Now, of course, well, I believe my kid is so great that I secretly think everybody else must feel the same way I do, and I only tell myself they might like their own kids more just out of modesty. He’s the cutest and the smartest, the sweetest and the funniest. And I love him not just because he’s my son but because I just really like him a whole lot.
But in those first few weeks, I couldn’t tell you what it felt like to feel that way. My son might as well have been a very poorly behaved potato that I had paid a lot of money for. Basically, I needed some feedback from my kid in order to really love him. Eye contact. A self-supported head. I remember someone telling me a joke, once—“When does a baby first smile? Just in time!”—shortly after my son really started smiling and I appreciated it because I wasn’t sure how much longer I could go on without that tiny reward.

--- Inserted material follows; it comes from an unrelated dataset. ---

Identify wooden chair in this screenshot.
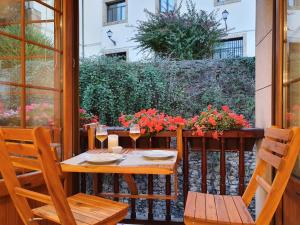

I’m glad I know all this now for my second child. I know now how hard it can be to take care of a newborn, how much trauma your body goes through after childbirth, how much time it really takes to feel “normal” again after the baby is born. I’m glad I know that being a good mom doesn’t mean feeling like you “know” your baby right off the bat. I know that I am capable of being totally crazy-bonkers-in-love with my child, even if it doesn’t happen right away. Knowing all this now takes the pressure off. It's one less thing that I have to worry about as my new son and I start our life together; that—on top of taking care of a newborn and a toddler and myself—at least I won’t be thinking, All this, and I have to be a natural, too? Just like with any new relationship, it takes time to fall in love.